Her bottom suddenly felt enormously big and round and she tried to walk like a boy, keeping her buttocks clenched and her hips as straight as possible. A red flush of indignation lit up her cheeks, neck, and the tips of her ears. She wanted to spin round and tell him to stop but she knew she wouldn’t.
They crossed the spur and the bush opened out again and the track ended at a gate in a fence. A creek continued along the flat and three of the men crossed it and spread out along the opposite bank. Pop walked along the near bank and Grace saw with a start that Mr. Steele was now between her and him. She tried to count the men she could see but they kept appearing and disappearing behind trees and then she saw Pop direct her a little further out. She was about to protest, but then marched away when Mr. Steele began drawing closer. She could hear the others calling the boys’ names and she kept her head forward, watching the ground in front of her.
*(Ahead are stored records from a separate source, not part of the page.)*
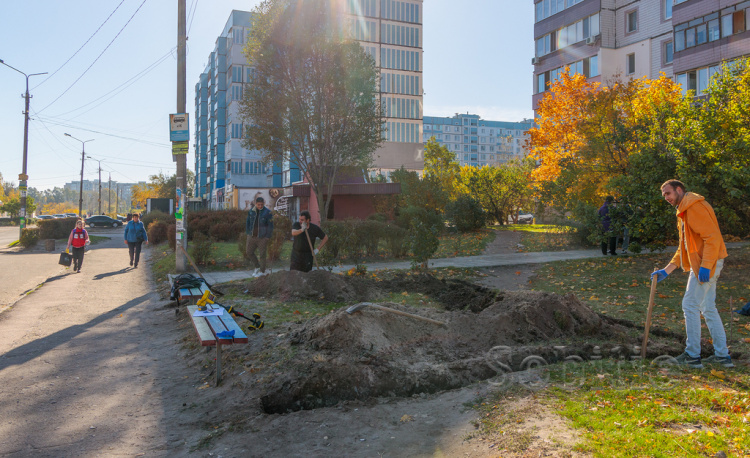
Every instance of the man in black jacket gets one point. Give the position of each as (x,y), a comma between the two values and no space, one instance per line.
(258,227)
(305,233)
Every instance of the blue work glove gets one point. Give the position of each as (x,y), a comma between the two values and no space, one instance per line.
(660,275)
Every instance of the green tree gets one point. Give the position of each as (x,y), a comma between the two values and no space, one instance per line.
(313,98)
(501,190)
(441,166)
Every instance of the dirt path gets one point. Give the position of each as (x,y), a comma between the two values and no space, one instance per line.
(95,364)
(88,366)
She could just see Mr. Steele out of the corner of her right eye, although he seemed intent now on the ground before him and didn’t even glance in her direction. They continued in the same manner for a quarter of an hour until the trees became more dense and she couldn’t see him any more. She kept walking. The calling voices of the others grew fainter and finally seemed to die out altogether. She stopped and listened. Maybe the sound was catching in the trees. She started to walk again and thought she heard Pop shout, but then for a long time there was nothing. The sun dipped in behind a cloud and the stand of trees around her suddenly seemed very dim and eerily quiet. She nearly panicked then and was about to run when a man stepped out from behind a tree, just ahead and to the right of her. At first she thought it was Mr. Steele but, as her heart began thudding in her chest, she saw it was someone else, someone she didn’t recognise at all. He was long-haired and dirty and his eyes were wide. They stood, staring at each other, and then Grace heard Pop’s voice, away off to the left, calling her name. She glanced away from the man for barely a moment, but when she looked back all she saw was a brief glimpse of his back as he darted away through the trees. She ran to Pop, her heart racing and her legs trembling.